Simon Harrington, head of public affairs at adviser trade body Pimfa, said the reduction would “come as welcome relief" for advisers and it would help reduce their outgoings for the coming year “allowing them to focus investment internally rather than on servicing the cost of regulation”.

He added: “We are particularly pleased to see that the FSCS has managed to recover a significant amount from failed firms over the reporting period and this is something which we would like to congratulate the FSCS on.

“We have always been clear that more focus should be placed on recovery in pursuit of reducing the levy and while we accept that recoveries are difficult and even harder to plan for, this represents significant progress on behalf of the FSCS and the levy more generally.”

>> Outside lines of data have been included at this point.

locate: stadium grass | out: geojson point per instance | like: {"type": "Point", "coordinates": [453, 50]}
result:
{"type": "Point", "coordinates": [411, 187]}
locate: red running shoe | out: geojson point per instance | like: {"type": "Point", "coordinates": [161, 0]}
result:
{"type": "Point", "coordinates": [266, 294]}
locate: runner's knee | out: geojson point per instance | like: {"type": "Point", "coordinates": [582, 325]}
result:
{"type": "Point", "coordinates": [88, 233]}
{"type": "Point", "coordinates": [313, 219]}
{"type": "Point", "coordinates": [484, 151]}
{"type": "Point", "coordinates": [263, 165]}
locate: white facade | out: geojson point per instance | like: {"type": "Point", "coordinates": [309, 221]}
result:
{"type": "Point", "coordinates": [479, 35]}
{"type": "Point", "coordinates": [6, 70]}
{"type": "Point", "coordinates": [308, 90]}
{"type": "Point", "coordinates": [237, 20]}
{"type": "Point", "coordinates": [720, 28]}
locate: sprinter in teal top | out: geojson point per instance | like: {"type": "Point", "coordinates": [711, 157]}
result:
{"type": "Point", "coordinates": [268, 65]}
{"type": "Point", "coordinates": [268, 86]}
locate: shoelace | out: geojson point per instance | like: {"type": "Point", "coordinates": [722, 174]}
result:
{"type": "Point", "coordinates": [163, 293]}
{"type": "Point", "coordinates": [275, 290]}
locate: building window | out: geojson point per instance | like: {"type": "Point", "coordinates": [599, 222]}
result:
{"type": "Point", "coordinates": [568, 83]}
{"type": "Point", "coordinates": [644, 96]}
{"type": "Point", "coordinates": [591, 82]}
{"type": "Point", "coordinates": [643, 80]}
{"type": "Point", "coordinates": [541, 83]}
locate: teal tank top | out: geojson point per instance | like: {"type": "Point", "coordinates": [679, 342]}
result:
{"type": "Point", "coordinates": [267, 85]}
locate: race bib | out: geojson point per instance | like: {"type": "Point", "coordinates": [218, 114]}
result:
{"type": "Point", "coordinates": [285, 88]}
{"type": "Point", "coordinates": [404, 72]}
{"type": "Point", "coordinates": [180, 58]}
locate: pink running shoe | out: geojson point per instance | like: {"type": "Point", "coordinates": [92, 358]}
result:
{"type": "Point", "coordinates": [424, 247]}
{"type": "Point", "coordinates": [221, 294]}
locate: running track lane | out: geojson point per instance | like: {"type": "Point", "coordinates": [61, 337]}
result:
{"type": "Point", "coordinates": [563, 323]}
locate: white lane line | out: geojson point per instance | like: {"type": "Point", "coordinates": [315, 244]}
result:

The expected compensation costs for the LDII class for next year have also dropped from £224mn to £156mn. 

This is due to reduced pensions uphold rates and average compensation values, the FSCS expecting to receive fewer new claims and lower compensation costs for special administration firm failures.

Martyn Beauchamp, interim chief executive of the FSCS, said: “Predicting failures and claims volumes in advance is difficult, not least due to external conditions that are beyond our control such as the timings of firm failures or prevailing economic conditions. 

“Customers often contact us many years after the firm they had been doing business with failed. Indeed, around 85 per cent of claims are made five or more years after the original advice was given, which means it can be challenging to predict when a claim will be made.”

Earlier this month, Beauchamp told FT Adviser the use of artificial intelligence, teamed with a new operating model, will help the lifeboat scheme pay out claims more efficiently.